Sorry but not sorry.
Il faudra probablement compter sur l’artiste Eva Victor dans le futur du cinéma indépendant américain. C’est ce qui s’appelle une totale révélation puisque la jeune femme a écrit, réalisé et interprète son premier film très réussi « Sorry, Baby ». Sortie de nulle part et inconnue au bataillon, elle est parvenue à faire produire une œuvre très personnelle qu’elle a entièrement pensé et su mettre en images comme elle le souhaitait. Le film est passé par plusieurs festivals avec succès et il nous conquiert dès ses premières images.

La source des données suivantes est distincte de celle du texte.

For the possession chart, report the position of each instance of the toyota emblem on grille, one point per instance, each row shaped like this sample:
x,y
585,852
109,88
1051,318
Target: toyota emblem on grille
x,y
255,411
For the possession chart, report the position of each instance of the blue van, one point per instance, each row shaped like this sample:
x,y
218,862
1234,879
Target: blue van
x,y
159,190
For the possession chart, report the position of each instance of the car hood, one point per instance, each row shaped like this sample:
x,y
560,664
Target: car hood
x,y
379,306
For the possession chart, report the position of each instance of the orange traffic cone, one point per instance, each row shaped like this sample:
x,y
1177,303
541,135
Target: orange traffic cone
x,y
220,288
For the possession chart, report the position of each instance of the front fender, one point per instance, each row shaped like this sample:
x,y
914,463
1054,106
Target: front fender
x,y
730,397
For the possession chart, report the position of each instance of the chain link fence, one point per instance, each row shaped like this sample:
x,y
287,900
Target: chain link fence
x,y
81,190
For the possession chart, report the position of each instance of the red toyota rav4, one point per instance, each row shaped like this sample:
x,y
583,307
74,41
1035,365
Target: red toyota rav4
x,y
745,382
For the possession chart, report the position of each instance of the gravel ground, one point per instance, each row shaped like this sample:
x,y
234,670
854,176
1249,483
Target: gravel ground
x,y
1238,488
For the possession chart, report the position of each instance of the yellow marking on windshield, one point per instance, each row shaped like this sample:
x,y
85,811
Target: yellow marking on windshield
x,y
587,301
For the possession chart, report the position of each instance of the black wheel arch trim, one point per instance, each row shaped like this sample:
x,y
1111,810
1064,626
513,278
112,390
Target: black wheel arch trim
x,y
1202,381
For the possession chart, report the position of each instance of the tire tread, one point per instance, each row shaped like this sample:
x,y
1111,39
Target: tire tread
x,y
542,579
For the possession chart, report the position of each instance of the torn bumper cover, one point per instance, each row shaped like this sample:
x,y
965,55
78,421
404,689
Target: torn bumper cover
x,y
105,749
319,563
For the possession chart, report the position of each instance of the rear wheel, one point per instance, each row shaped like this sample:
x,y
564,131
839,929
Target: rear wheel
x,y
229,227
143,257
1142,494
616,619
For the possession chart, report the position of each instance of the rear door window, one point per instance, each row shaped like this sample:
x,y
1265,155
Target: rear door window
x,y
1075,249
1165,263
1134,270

Attention cependant, « Sorry, Baby » ne révolutionne pas non plus le cinéma d’auteur américain et n’invente rien dans le domaine. On pourrait même dire qu’il épouse certains de ses clichés les plus tenaces, ceux du cinéma d’auteur chic et bien-pensant. Il y a par exemple une petite part de wokisme propre à ce type de cinéma depuis quelques années (pas dérangeante), un côté parfois intello (pas trop prononcé non plus) et le décor est posé comme une palanquée d’autres œuvres du genre sur la côte nord-est, chez les riches universitaires américains. On pourra aussi reprocher quelques petites longueurs et un sujet féministe, certes engagé et nécessaire, mais abordé en long, en large et en travers depuis l’avènement de MeToo.
Ces petites réserves n’empêchent cependant pas de plonger dans l’univers d’Eva Victor et de s’y sentir bien. Sans forcer, avec beaucoup de naturel et de finesse de trait, elle nous immerge dans une histoire tristement banale mais tragique. Une histoire d’agression sexuelle comme il y a tant mais que l’époque permet de mieux dénoncer. Et elle traite avec délicatesse, sagesse, profondeur et même une pointe de légèreté parfois bienvenue ce sujet ô combien difficile. L’agression en question n’est pas montrée mais racontée, premier bon point. Et, plutôt qu’une histoire de vengeance ou de justice, « Sorry, Baby » va s’appliquer davantage à montrer les conséquences de l’incident, ses répercussions sur son personnage, mais surtout sa reconstruction personnelle. Et le montage non chronologique qu’elle propose est tout à fait à malin et à propos.
Le film regorge de séquences d’une profondeur absolue et d’une justesse de trait imparable comme celle du tribunal où elle est tirée au sort comme juré, celle avec le tenancier de la sandwicherie ou encore celle du bain avec son voisin. Des moments simples, touchants mais qui montrent de manière singulière et inattendue l’état psychologique de la victime impeccablement jouée par la réalisatrice. L’écriture est donc irréprochable et pointue et, si la mise en scène est classique, Victor sait toujours bien où placer sa caméra pour capter les regards et les gestes signifiants et qui veulent dire beaucoup. « Sorry, Baby » est un petit film en apparence mais puissant sur le fond sans jamais forcer pour autant. Un modèle de premier film maîtrisé et réussi qui donne envie de voir la suite pour cette jeune artiste complète de l’acabit d’une Greta Gerwig des débuts et sur laquelle il faudra probablement compter dans le futur et donc retenir le nom.